MAIL ON SUNDAY COMMENT: Rayner still has much to answer
by Mail on Sunday Comment · Mail OnlineWhen The Mail on Sunday first broke the story of Angela Rayner's property and tax problems in February, a lot of people in politics and the media preferred to pretend that it did not matter.
But day by day and inch by inch, other newspapers and major broadcasters have come to recognise that there is something important going on here, and the Labour Party itself has stopped trying to act as if there is nothing to see in their Deputy Leader's past.
Perhaps the crucial change has come in the attitude of Greater Manchester Police, who originally showed no interest but have now launched an investigation into allegations that Ms Rayner may have broken electoral law.
As yet, no official body is concerning itself with the suggestions that she may have been liable to pay capital gains tax on the sale of her house.
Even so, a large number of people and organisations, who began by dismissing or snootily ignoring the issue, have now come round to recognising that there is something here which needs investigating.
Perhaps the most reluctant has been the Labour Party leader, Sir Keir Starmer, whose reputation as the great prosecutor has been severely dented by his unwillingness to probe his close colleague's affairs.

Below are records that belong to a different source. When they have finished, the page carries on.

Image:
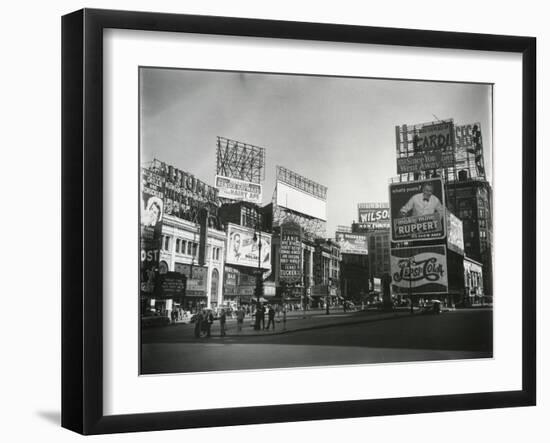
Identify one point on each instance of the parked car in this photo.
(432, 307)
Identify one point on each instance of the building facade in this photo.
(179, 253)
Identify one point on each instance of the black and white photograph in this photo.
(295, 221)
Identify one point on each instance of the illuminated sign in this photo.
(417, 210)
(241, 190)
(421, 270)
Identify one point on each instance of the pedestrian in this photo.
(271, 317)
(209, 321)
(198, 324)
(240, 319)
(222, 323)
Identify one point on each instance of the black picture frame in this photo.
(82, 215)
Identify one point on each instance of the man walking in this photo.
(222, 322)
(271, 317)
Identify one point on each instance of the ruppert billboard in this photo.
(244, 250)
(417, 210)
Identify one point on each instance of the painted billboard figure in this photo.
(153, 212)
(423, 203)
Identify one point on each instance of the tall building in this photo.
(471, 201)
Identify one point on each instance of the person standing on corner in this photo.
(240, 319)
(209, 321)
(271, 317)
(222, 323)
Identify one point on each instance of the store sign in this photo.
(151, 214)
(172, 285)
(241, 190)
(196, 278)
(244, 247)
(422, 270)
(374, 216)
(455, 234)
(352, 243)
(290, 253)
(417, 210)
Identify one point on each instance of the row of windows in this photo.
(186, 247)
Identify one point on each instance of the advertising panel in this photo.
(455, 234)
(243, 249)
(196, 278)
(425, 161)
(434, 137)
(236, 189)
(172, 285)
(185, 195)
(352, 243)
(290, 253)
(300, 201)
(422, 270)
(151, 213)
(374, 216)
(417, 210)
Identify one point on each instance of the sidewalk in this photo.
(298, 321)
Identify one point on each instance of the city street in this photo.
(352, 338)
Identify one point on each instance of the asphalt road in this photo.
(461, 334)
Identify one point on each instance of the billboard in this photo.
(151, 214)
(300, 194)
(455, 234)
(469, 147)
(300, 201)
(425, 161)
(172, 285)
(434, 137)
(374, 216)
(290, 253)
(417, 210)
(235, 189)
(243, 249)
(196, 278)
(422, 270)
(352, 243)
(185, 195)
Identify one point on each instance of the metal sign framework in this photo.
(240, 160)
(463, 159)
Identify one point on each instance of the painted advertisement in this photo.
(425, 161)
(244, 246)
(374, 216)
(434, 137)
(290, 253)
(455, 234)
(417, 210)
(352, 243)
(236, 189)
(151, 213)
(421, 270)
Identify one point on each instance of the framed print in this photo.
(269, 221)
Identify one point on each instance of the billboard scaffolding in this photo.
(300, 200)
(241, 161)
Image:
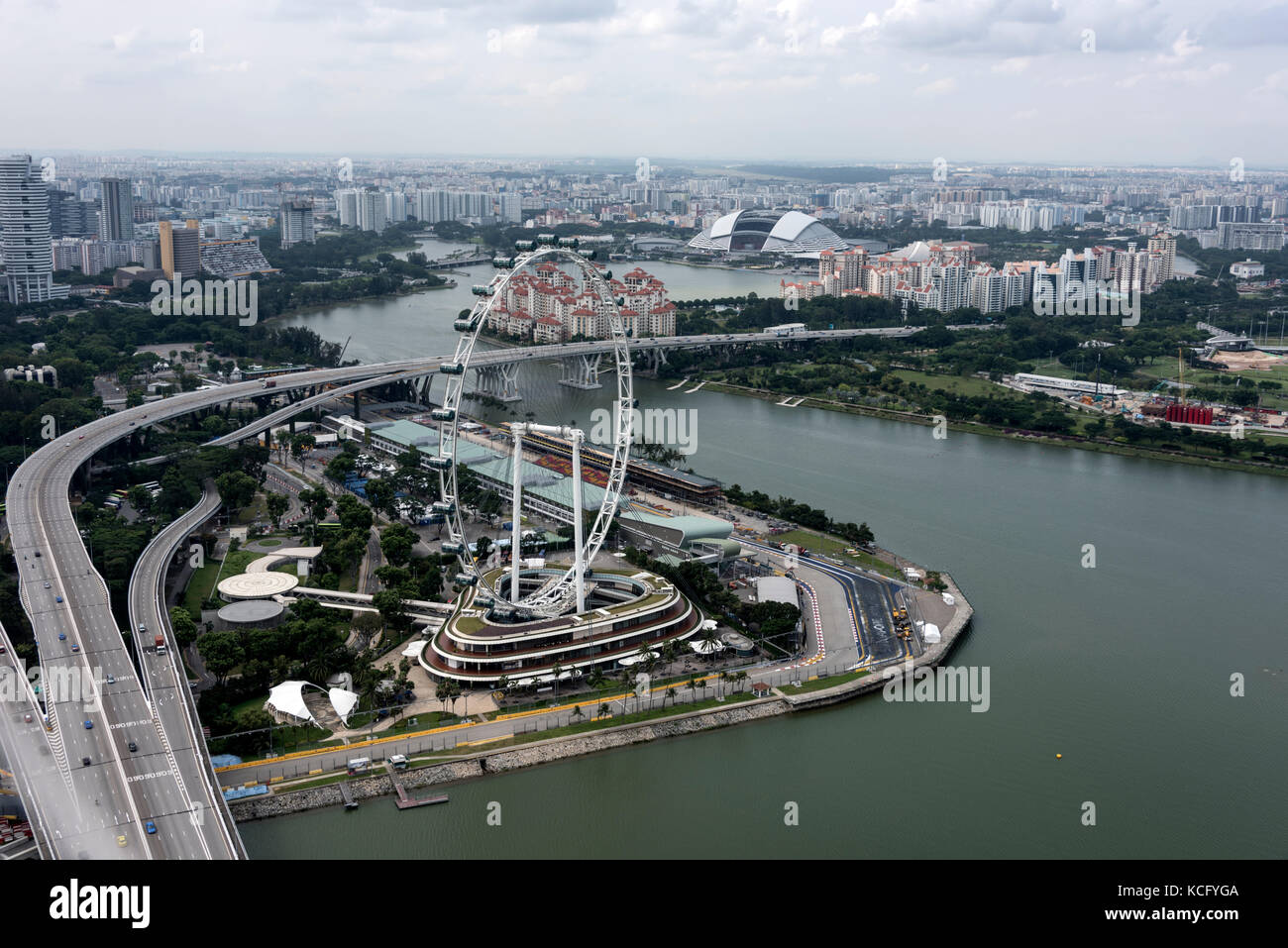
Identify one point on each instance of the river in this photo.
(1125, 669)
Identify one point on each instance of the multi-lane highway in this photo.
(124, 754)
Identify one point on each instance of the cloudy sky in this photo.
(1064, 81)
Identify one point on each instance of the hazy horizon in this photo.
(1125, 82)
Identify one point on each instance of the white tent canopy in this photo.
(287, 698)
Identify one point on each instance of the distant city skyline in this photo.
(1134, 82)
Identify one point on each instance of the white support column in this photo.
(579, 563)
(515, 530)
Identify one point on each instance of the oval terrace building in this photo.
(627, 612)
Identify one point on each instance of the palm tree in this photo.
(709, 638)
(595, 679)
(557, 672)
(627, 683)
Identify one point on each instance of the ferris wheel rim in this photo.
(550, 599)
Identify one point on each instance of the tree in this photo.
(380, 493)
(277, 505)
(317, 500)
(237, 489)
(222, 652)
(141, 498)
(391, 608)
(300, 443)
(355, 515)
(397, 541)
(184, 627)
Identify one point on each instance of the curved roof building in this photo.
(754, 231)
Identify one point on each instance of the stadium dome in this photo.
(786, 232)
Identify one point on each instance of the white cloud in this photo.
(1014, 65)
(938, 88)
(1274, 84)
(563, 85)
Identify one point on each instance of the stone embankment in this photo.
(505, 759)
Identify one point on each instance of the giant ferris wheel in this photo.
(550, 592)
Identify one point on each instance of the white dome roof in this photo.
(754, 231)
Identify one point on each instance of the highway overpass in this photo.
(88, 789)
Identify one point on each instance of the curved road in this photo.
(119, 790)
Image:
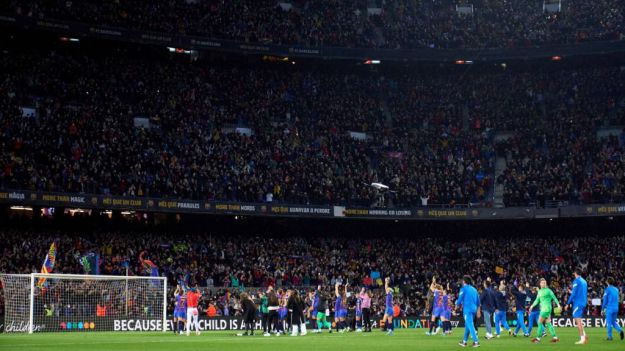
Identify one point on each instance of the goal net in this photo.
(83, 303)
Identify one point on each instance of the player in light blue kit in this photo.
(578, 299)
(470, 302)
(609, 308)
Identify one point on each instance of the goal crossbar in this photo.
(26, 296)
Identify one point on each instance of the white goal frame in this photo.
(34, 278)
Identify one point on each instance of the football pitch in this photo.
(377, 340)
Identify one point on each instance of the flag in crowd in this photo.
(148, 265)
(90, 263)
(48, 264)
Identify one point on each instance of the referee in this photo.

Ms Rayner herself has done the decent thing by saying clearly, following the police involvement, that she will quit if found guilty of wrongdoing.
It is no surprise that she should have been so straightforward at this point, even if her candour probably alarmed her spin doctors.
We continue to believe that Angela Rayner is a fundamentally decent person who has got herself into a fix and is not getting much help from her own side in getting out of it. There are incessant innuendoes, doubtless originating in the dark, evasive depths of the spin machine first devised in the Blair days. They whisper that our investigation is motivated by snobbery or spite.
Far from it.
Ms Rayner is that rare and valuable thing: a genuine representative of the northern working class in the top echelons of the supposed People's Party, which these days seeks mainly to represent the 'people' of well-off North-West London. Ms Rayner is a valuable contributor to our national politics, precisely because she comes from a hard and poor background.
She fights in the laudable tradition of Old Labour politics and, thanks to her, millions on the tougher edges of our society feel their voice is heard in Parliament.
Our story is not a 'smear', but well-researched allegations that have been carefully presented, which have not dispersed in the weeks since they were first made because Ms Rayner has not fully answered them.
Where, for instance, is this advice that she says she had, telling her that all was well?
There is much still to answer – especially the powerful evidence that she was living where she says she was not, and wasn't living where she says she was.
Now it is clear beyond doubt that this will not go away, can everyone involved please come clean?